Jim Bleck
Jim Bleck
Since the 2016 presidential elections when Russia was suspected of tampering with the outcome, many are calling for the companies that design voting machines to be more transparent about the software used and the origins of the parts used to build the machines.
Omaha-based Electronic Systems & Software LLC (ES&S), a company that plays a central role in U.S. elections has been under increased scrutiny by a growing fear that hackers – either domestic or international – may be able to tamper with the software used for the voting machines.
As a result, ES&S and its competitors like Dominion Voting Systems and Hart Intercivic have been forced to reveal details about their ownership and from where they source their parts for their machines. The answer to the latter part of that question is China.
Jim Bleck, who pioneered the very first computer voting machine, said the idea of the U.S. sourcing parts for voting machines from China is a far cry from how the industry operated decades ago when he was designing voting machines.
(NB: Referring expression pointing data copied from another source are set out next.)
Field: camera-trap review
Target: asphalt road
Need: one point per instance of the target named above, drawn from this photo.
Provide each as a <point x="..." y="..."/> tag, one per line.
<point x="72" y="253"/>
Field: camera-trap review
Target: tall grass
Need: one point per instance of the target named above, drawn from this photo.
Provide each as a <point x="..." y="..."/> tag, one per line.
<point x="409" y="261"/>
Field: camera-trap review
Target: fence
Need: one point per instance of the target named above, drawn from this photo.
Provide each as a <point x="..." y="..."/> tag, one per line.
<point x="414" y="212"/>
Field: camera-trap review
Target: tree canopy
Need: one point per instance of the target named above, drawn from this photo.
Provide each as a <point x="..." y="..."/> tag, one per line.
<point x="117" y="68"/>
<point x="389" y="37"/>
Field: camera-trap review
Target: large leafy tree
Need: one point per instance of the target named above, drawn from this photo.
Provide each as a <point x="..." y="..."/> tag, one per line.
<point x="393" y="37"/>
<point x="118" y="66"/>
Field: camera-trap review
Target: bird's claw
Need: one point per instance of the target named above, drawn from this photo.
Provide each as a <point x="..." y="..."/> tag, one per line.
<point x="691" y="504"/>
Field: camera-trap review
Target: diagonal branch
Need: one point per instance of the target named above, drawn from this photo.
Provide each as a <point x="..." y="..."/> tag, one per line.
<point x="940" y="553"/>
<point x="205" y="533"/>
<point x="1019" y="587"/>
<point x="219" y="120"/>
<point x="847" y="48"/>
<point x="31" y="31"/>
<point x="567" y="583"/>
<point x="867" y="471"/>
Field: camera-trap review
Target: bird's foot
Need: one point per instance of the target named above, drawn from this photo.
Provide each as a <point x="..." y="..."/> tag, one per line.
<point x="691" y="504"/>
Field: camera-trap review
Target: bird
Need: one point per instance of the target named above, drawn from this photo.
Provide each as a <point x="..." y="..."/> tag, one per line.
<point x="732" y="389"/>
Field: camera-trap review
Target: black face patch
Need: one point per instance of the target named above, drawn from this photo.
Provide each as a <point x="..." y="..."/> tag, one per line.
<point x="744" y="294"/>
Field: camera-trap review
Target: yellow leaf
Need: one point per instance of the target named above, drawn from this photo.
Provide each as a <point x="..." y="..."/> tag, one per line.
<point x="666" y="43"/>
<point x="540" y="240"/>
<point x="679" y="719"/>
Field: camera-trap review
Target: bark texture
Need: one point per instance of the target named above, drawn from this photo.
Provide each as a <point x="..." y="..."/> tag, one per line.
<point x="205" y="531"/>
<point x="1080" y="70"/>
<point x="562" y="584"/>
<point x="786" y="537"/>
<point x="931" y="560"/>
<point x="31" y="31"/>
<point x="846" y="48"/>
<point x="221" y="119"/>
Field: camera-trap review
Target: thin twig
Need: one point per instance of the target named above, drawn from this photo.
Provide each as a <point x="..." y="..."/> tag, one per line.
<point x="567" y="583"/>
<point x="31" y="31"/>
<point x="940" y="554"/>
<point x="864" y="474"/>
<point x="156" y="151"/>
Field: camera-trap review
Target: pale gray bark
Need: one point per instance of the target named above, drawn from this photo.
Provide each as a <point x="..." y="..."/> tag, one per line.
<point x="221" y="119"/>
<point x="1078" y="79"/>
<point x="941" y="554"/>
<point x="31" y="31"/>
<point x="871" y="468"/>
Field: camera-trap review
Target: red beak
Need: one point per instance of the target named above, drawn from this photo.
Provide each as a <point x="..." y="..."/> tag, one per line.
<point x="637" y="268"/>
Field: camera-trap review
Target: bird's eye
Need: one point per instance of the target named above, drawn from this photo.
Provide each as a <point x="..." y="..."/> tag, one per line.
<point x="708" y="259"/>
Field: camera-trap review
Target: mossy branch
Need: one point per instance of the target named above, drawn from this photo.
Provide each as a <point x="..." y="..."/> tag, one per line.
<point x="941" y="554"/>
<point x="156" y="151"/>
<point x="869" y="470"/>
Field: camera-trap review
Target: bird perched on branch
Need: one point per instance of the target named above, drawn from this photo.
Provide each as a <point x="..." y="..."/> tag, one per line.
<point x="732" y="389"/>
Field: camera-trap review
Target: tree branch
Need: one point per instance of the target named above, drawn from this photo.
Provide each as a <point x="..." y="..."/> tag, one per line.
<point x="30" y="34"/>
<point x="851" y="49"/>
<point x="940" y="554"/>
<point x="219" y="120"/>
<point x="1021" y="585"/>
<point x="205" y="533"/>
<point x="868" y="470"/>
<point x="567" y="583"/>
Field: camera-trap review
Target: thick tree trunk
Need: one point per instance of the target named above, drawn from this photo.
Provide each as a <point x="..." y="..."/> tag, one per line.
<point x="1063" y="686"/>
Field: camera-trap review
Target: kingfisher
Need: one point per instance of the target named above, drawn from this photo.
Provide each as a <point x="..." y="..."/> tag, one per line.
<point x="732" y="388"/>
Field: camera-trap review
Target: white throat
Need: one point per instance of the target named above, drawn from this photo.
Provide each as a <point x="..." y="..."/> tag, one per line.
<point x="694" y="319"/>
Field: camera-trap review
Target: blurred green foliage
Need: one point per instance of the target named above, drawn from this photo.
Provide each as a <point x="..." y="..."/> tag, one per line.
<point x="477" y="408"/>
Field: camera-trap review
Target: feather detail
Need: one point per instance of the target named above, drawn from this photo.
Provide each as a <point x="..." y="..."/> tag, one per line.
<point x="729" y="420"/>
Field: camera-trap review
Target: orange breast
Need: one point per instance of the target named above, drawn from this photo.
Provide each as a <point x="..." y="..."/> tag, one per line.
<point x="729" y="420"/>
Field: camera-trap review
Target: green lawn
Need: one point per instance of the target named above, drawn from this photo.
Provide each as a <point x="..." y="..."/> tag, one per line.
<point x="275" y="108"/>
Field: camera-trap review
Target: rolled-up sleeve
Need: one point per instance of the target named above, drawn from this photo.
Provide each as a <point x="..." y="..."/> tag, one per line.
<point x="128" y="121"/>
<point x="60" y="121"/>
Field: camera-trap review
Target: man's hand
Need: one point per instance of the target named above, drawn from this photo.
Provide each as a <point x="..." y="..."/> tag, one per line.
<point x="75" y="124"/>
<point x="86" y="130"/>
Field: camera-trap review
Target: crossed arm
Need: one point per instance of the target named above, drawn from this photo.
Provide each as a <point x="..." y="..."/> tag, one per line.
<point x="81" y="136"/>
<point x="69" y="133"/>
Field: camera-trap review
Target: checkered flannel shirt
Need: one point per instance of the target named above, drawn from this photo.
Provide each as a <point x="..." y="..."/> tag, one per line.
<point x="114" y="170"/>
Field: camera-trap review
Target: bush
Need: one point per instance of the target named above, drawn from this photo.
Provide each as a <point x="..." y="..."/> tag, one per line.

At that time, companies were rewarded for manufacturing parts in the U.S., Bleck said.
“There was a point sometime in the 2000s where that whole idea that the voting machines would be manufactured in the US and then on your contract application, you would get points for [U.S] sourcing and that just kind of drifted away,” he said.
Bleck said many companies may be more concerned about their bottom line than they are about where they source their machine parts.
“This stuff all costs a lot of money,” he said. “So if you were to build a voting machine and use off-the-shelf stuff now, you could build it [for] 25, 30 percent of all the things that we were doing.”
The voting machine industry is not regulated as heavily as many feel it should be. While using computer voting machines are convenient and come with a host of benefits, they create security concerns that have prompted a demand for machines to produce a paper record for each vote.